Loriot : oiseau lié au soleil de huit heures du matin, aux ombres encore longues dans les vergers, les truffières.
Les engoulevents sont déjà repartis : brefs compagnons. Messagers ponctuels du crépuscule, avec leur bruit d'horloge de bois. Messagers de l'entre-deux, entre ciel et terre, entre jour et nuit — au ras de la cime des arbres.
Il y a une décantation qui se produit, en même temps qu'il fait plus sombre peu à peu — et c'est alors que paraît cet oiseau couleur d'ombre, plutôt paisible, flottant, autour duquel plus ou moins vainement je tourne. Comme un morceau de nuit, découpé dans son étoffe.
Quand la fumée brillante du jour se dissipe.
Travail au jardin, sous un temps doux, ciel pâle.

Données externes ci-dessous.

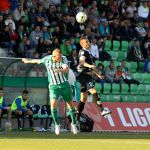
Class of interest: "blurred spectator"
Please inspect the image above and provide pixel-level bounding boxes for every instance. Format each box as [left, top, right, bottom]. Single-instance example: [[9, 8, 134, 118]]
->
[[105, 61, 123, 84], [142, 30, 150, 59], [68, 49, 79, 76], [30, 26, 43, 48], [13, 5, 25, 21], [5, 14, 16, 30], [118, 60, 140, 92], [60, 39, 72, 57], [90, 38, 99, 61], [11, 90, 33, 130], [138, 1, 149, 21]]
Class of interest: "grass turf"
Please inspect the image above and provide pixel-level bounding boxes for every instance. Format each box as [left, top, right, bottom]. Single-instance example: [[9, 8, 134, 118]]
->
[[0, 131, 150, 150]]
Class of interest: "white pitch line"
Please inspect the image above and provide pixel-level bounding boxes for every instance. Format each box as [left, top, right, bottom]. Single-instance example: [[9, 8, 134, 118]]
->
[[0, 139, 150, 145]]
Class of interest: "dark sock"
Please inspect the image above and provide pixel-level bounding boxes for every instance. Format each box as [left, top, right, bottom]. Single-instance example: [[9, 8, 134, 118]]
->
[[77, 101, 85, 120], [93, 93, 104, 111], [29, 115, 33, 128], [17, 115, 22, 128]]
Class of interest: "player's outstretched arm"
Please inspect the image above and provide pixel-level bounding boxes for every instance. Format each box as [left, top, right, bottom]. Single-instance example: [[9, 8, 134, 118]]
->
[[22, 58, 40, 64]]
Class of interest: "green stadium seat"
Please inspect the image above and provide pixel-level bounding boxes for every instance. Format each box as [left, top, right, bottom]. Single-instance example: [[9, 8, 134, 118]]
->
[[104, 40, 112, 51], [118, 51, 127, 61], [95, 60, 103, 66], [135, 95, 145, 103], [130, 84, 138, 95], [101, 94, 121, 102], [144, 73, 150, 83], [112, 83, 120, 94], [108, 51, 118, 60], [122, 95, 135, 103], [144, 95, 150, 103], [112, 40, 120, 51], [121, 83, 129, 94], [133, 73, 144, 83], [138, 84, 146, 95], [95, 83, 102, 93], [103, 61, 110, 67], [138, 62, 144, 72], [121, 41, 129, 52], [146, 84, 150, 94], [128, 61, 137, 73], [103, 83, 112, 94]]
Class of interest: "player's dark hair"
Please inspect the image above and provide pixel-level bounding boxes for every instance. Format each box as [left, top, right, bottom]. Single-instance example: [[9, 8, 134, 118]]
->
[[22, 90, 29, 94]]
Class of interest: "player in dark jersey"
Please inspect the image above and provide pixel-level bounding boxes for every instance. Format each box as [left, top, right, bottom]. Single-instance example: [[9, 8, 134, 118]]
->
[[77, 37, 111, 120]]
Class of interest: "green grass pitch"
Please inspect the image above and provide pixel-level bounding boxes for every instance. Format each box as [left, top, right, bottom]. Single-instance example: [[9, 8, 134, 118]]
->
[[0, 131, 150, 150]]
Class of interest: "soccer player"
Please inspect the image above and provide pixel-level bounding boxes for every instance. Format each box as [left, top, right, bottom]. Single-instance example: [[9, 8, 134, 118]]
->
[[0, 88, 11, 128], [11, 90, 33, 130], [77, 36, 111, 120], [22, 49, 78, 135]]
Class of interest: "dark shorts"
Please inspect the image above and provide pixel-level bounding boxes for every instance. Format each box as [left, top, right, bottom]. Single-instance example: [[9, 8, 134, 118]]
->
[[78, 74, 94, 92]]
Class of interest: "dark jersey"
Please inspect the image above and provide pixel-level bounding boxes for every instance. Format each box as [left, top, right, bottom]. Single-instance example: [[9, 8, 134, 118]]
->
[[78, 49, 94, 73]]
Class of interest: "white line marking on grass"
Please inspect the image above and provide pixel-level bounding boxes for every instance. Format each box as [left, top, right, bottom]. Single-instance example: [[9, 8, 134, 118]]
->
[[0, 139, 150, 145]]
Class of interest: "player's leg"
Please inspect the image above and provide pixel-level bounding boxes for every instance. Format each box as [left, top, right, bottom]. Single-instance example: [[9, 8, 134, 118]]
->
[[13, 110, 23, 130], [61, 83, 78, 134], [50, 86, 60, 135], [25, 109, 33, 128], [0, 109, 2, 129], [89, 88, 111, 116], [77, 75, 90, 120]]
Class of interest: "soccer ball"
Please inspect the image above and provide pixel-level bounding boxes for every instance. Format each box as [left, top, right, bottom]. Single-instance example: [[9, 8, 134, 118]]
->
[[76, 12, 87, 23]]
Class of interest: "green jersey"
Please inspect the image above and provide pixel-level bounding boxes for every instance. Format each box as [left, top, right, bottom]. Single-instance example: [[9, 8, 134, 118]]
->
[[40, 55, 68, 85]]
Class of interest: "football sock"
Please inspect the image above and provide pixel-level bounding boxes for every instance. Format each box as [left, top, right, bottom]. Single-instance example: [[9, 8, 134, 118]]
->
[[69, 108, 76, 124], [51, 108, 59, 125]]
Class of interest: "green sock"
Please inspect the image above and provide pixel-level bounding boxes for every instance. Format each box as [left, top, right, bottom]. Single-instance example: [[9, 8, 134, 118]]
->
[[51, 108, 59, 125], [69, 108, 76, 124]]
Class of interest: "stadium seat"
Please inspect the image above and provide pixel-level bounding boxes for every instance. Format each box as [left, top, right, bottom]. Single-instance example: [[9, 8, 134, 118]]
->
[[144, 73, 150, 83], [95, 83, 102, 93], [138, 84, 146, 94], [146, 84, 150, 94], [138, 62, 144, 72], [130, 84, 138, 95], [128, 61, 137, 73], [112, 83, 120, 94], [121, 83, 129, 94], [144, 95, 150, 103], [103, 83, 112, 94], [121, 41, 129, 52], [122, 95, 135, 103], [101, 94, 121, 102], [133, 73, 144, 83], [104, 40, 112, 51], [112, 40, 120, 51], [118, 51, 127, 61], [103, 61, 110, 67], [108, 51, 118, 60], [135, 95, 145, 103], [95, 60, 103, 66]]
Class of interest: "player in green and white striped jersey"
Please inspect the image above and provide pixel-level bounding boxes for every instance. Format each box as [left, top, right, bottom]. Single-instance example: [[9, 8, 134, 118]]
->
[[22, 49, 77, 135]]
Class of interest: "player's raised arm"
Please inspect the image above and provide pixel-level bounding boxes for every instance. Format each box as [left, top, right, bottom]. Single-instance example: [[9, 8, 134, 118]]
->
[[22, 58, 40, 64]]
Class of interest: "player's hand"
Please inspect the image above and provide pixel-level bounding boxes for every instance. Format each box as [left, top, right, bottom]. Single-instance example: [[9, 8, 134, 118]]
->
[[22, 58, 28, 64], [90, 65, 96, 70], [54, 69, 62, 73]]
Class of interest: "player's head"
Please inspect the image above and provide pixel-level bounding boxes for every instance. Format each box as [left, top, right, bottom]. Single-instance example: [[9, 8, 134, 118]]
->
[[80, 36, 90, 49], [52, 48, 62, 62], [0, 88, 4, 97], [22, 90, 29, 100]]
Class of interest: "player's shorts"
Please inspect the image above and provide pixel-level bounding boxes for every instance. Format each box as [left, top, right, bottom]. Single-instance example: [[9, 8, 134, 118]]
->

Pas une feuille nouvelle, sinon celles, infimes, de la spirée. Le rouge-gorge, le « cravaté de rouge» d'Emily Dickinson si cher à Roud dans sa vieillesse, par moments semble accompagner mon travail ou même s'y intéresser, tant il est proche ; petit piéton plutôt qu'oiseau, presque toujours à picorer dans la terre.
Aube d'octobre
Il fait un peu plus froid.
Le rouge-queue chante dans l'aube qui se dissipe.

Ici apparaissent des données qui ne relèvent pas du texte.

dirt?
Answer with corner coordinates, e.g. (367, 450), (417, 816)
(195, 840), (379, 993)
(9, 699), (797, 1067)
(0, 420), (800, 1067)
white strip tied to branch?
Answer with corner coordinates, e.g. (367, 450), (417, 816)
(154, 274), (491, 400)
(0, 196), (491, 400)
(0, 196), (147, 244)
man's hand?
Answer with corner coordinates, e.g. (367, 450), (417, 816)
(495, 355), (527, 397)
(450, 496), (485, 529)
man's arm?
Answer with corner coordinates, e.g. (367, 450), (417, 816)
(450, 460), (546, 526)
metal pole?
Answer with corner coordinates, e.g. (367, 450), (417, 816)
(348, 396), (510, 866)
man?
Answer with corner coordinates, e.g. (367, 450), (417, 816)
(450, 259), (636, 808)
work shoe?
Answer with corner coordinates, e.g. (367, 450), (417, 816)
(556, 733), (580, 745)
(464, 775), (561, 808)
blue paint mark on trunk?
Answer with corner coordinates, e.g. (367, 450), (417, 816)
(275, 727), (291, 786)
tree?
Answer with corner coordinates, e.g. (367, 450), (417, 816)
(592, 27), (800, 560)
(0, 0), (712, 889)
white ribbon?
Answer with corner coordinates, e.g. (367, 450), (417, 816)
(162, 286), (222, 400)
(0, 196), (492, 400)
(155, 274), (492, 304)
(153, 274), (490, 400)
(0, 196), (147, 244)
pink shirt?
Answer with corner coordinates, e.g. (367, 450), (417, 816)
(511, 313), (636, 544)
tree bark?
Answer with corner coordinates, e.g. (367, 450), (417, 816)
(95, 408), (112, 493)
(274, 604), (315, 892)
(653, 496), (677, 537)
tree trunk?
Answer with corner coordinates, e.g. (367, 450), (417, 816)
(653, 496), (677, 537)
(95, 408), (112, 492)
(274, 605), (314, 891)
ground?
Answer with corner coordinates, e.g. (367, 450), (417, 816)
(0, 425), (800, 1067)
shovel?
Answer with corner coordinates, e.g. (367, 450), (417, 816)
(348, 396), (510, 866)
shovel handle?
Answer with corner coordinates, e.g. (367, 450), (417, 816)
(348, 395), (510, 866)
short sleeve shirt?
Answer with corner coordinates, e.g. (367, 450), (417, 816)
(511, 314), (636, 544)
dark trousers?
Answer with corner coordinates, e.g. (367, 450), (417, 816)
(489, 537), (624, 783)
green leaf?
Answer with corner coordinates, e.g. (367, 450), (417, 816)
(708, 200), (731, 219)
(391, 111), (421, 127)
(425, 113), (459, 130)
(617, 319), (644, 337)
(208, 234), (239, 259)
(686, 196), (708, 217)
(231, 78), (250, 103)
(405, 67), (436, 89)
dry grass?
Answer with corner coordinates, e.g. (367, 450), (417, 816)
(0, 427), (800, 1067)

C'est comme si chantait un charbon.
En plein midi, soudain, deux martinets très haut dans le ciel à côté d'un nuage en forme de tour blanche, légère — comme je ne sais quelle apparition foudroyante, énigmatique, ou quelle mesure de la hauteur de l'air, quelle révélation de l'espace aérien, quelle flèche de fer dans le cœur. Une joie bizarre, d'à peine une seconde — et en me relisant, je me rappelle le gerfaut des Solitudes, « scandale bizarre de l'air » —, une lettre tracée sur le bleu puis effacée, un trait — ou le crochet d'un hameçon ? Sait-on qui a pu vous ferrer ainsi ?

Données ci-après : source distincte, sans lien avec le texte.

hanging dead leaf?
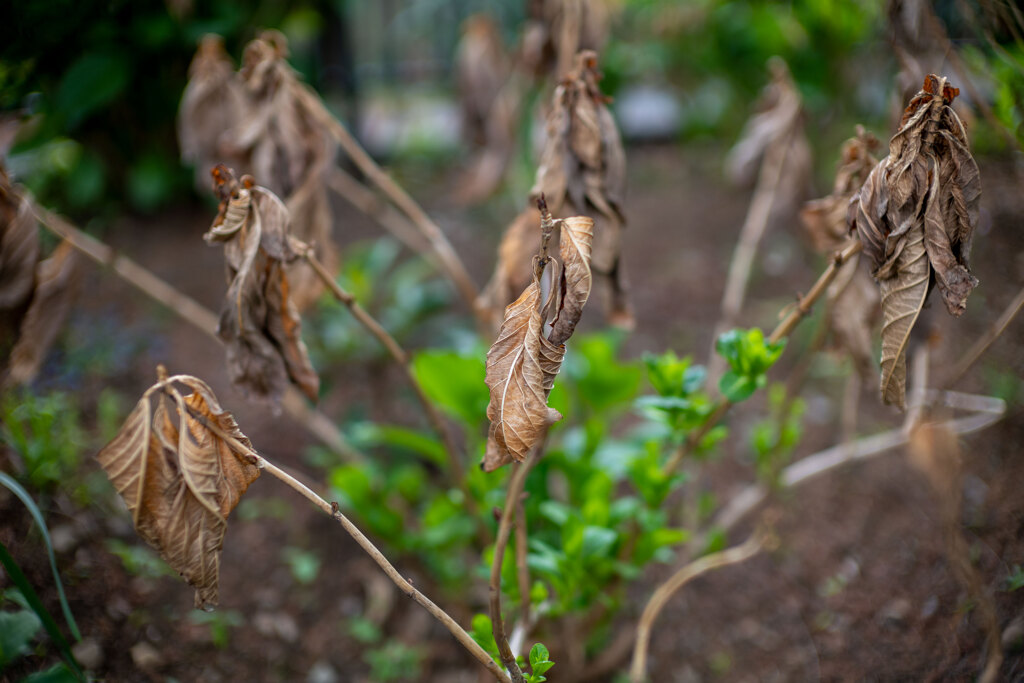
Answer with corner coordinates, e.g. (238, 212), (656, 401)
(800, 126), (881, 377)
(96, 368), (259, 607)
(0, 166), (77, 387)
(204, 166), (319, 403)
(851, 75), (981, 407)
(482, 202), (594, 472)
(177, 34), (248, 189)
(530, 50), (634, 329)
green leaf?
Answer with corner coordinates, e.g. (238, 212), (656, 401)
(0, 609), (43, 671)
(54, 52), (134, 129)
(413, 350), (490, 429)
(0, 472), (82, 640)
(0, 543), (85, 681)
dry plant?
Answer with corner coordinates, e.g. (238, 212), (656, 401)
(178, 31), (337, 310)
(480, 50), (634, 329)
(97, 367), (509, 682)
(204, 165), (319, 403)
(708, 57), (811, 386)
(0, 166), (77, 388)
(850, 75), (981, 408)
(483, 199), (594, 472)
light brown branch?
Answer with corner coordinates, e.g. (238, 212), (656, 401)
(630, 530), (765, 683)
(256, 454), (511, 683)
(300, 245), (472, 485)
(295, 82), (485, 323)
(942, 288), (1024, 389)
(32, 201), (367, 462)
(489, 456), (538, 683)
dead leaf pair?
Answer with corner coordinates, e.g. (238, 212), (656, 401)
(482, 205), (594, 472)
(96, 368), (259, 608)
(204, 165), (319, 403)
(481, 50), (634, 328)
(850, 75), (981, 408)
(800, 126), (881, 377)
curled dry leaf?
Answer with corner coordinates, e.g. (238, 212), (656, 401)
(177, 34), (248, 189)
(0, 167), (77, 385)
(850, 75), (981, 408)
(204, 166), (319, 402)
(96, 368), (259, 607)
(800, 126), (881, 377)
(528, 50), (634, 329)
(178, 31), (337, 310)
(482, 205), (594, 472)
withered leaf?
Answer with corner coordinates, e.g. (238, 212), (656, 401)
(483, 280), (565, 472)
(851, 75), (981, 407)
(530, 50), (634, 329)
(204, 166), (319, 403)
(177, 34), (248, 188)
(548, 216), (594, 344)
(7, 242), (78, 384)
(228, 31), (338, 310)
(800, 126), (881, 377)
(482, 211), (594, 472)
(96, 375), (259, 607)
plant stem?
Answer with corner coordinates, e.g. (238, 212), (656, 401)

La fauvette dans le tilleul : chant extraordinairement, mystérieusement clair, comme s'il traversait, transperçait une enveloppe, franchissait une limite.
Fauvette
dernier oiseau parleur en plein été
de quoi me parles-tu ainsi de loin en loin
dans le feuillage du tilleul ?
De quoi peut donc parler voix si limpide ?
Philippe Jaccottet, Autres journées, Fata Morgana, 1987, p. 15, 19, 28, 34, 46, 82, 88.